Rönn: Grundsätzlich gilt: kein Alkohol im Straßenverkehr! Wer dennoch Alkohol trinken will und danach auf sein Fahrrad steigt, sollte sich bewusst darüber sein, dass es auch hier Alkohol-Obergrenzen gibt. Grundsätzlich gilt eine Obergrenze von 1,6 Promille. Ab diesem Wert befindet man sich bereits im Straftatbestand der Trunkenheit im Verkehr. Dies zieht neben einer Strafanzeige und Blutentnahme auch eine Geldstrafe und die Mitteilung an die Führerscheinbehörde mit sich.

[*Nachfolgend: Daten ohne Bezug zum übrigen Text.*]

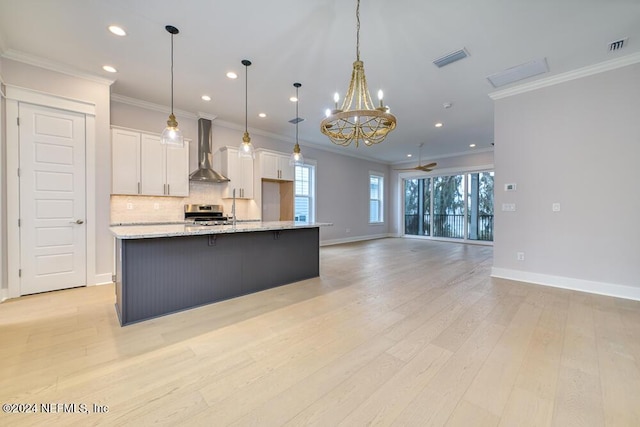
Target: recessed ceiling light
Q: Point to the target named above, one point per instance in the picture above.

Doch auch wer mit weniger Alkohol im Blut unterwegs ist, kann belangt werden. Sollten dabei Ausfallerscheinungen wie Schlangenlinien fahren, gefährliches Verhalten oder gar ein Unfall passieren, kann der Radler ab einem Wert von bereits 0,3 Promille belangt werden. Gleiches gilt auch für Radfahrer, die mit Betäubungsmittelrückständen im Blut unterwegs sind.

Werden Radfahrer regelmäßig von der Polizei kontrolliert?

Rönn: Radfahrer werden ebenso wie Kraftfahrer regelmäßig Kontrollen unterzogen. Hierbei geht es neben der Verkehrstauglichkeit der Fahrer auch um die Überprüfung der Fahrräder auf Verkehrssicherheit und Klärung der Eigentumsverhältnisse. Die Kontrollen erfolgen im Rahmen der täglichen Verkehrsstreife. Sollten Fahrradfahrer durch unsichere Fahrweise oder durch unzureichende Verkehrssicherheit der Fahrräder – zum Beispiel ohne Licht in der Nacht unterwegs – auffallen, werden gezielt Kontrollen durchgeführt. Hierbei werden regelmäßig Alkoholkontrollen durchgeführt. Wird dann der vorgegebene Grenzwert überschritten, müssen die Radler mit einem Strafverfahren rechnen.

Wie viele Unfälle sind mit alkoholisierten Radlern in den vergangenen Monaten passiert?

Rönn: Seit 1. Januar gab es keine Unfälle mit Fahrradfahrern, die alkoholisiert waren. Dafür aber drei Trunkenheitsfahrten.